Role and Services Provided
The primary difference between a business broker and an M&A advisor is that a business broker typically assists in the sale of smaller businesses, while an M&A advisor handles the sale of larger companies with enterprise/transaction values exceeding several million dollars. Business brokers provide services such as business valuation, preparing the business for sale, advertising and marketing the business, screening potential buyers, and assisting in the negotiation and closing of the sale. On the other hand, M&A advisors specialize in the merger or acquisition of larger companies, a process that involves more complex legal and financial considerations.
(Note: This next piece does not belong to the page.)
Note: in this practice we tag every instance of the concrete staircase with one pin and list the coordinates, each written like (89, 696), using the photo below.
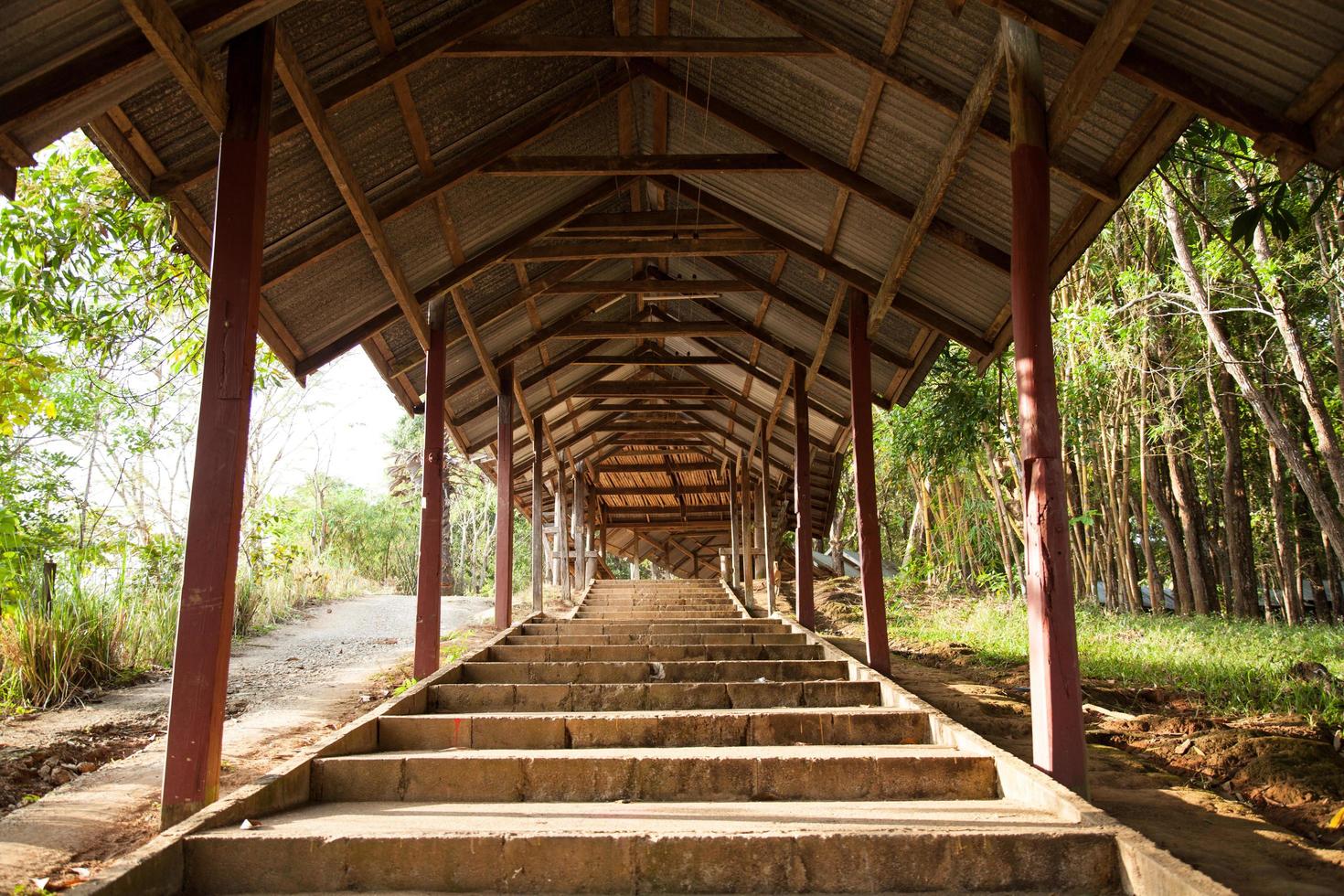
(660, 741)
Another significant difference between a business broker and an M&A advisor is their level of expertise. A business broker typically has experience in a specific industries that typically that have smaller businesses to market and specializes in the sale of businesses within those industries and size ranges, such as restaurants or retail stores with prices below $1 million, whereas an M&A advisor typically has a broader range of experience (and deeper industry experience) and can handle more significant transactions, . M&A advisors have expertise in complex transaction structures, financing options, due diligence, taxation, and legal compliance.
The fees charged by business brokers and M&A advisors differ significantly. Business brokers charge a commission based on the final sale price of the business, typically ranging from 8 to 10%. M&A advisors, on the other hand, charge a retainer fee, which is a flat fee paid upfront by the client, and a success fee, which is a percentage of the final sale price paid upon the successful closure of the deal. M&A advisors generally charge a higher fee in aggregate due to the complexity of the transaction, the level of expertise required, and the transaction size. The percentages are actually lower as the transaction size increases.
Business brokers and M&A advisors also differ in terms of their network. Business brokers have a smaller network and typically deal with local buyers and sellers within a specific industry. M&A advisors have a broader network and usually deal with national or even international buyers and sellers. They have connections with private equity firms, strategic buyers, venture capitalists, and other professionals involved in M&A transactions.
Navigating Business Transactions
The difference between business brokers and M&A advisors boils down to the size and complexity of the business transaction. If you are selling a small business, a business broker may be enough to get the job done, and M&A Advisors often have transaction size minimums. . However, if you are selling a significant and complex business, hiring an M&A advisor is the best option. They provide a higher level of expertise, broader network, and confidentiality. Understanding these differences and choosing the right professional for your needs can save you time, money, and potential headaches in the long run.
It may be helpful to note some differences in terminology describing the two roles: a term synonymous for business broker is “main street broker”. It’s important to note that not all Real estate brokers are business brokers, and vice versa, and for smaller transactions that do not include real estate, a business owner will benefit much more from an experience business broker in smaller transactions. For M&A Advisors; many use synonymous terms such as M&A Broker, Intermediary, Investment Banker.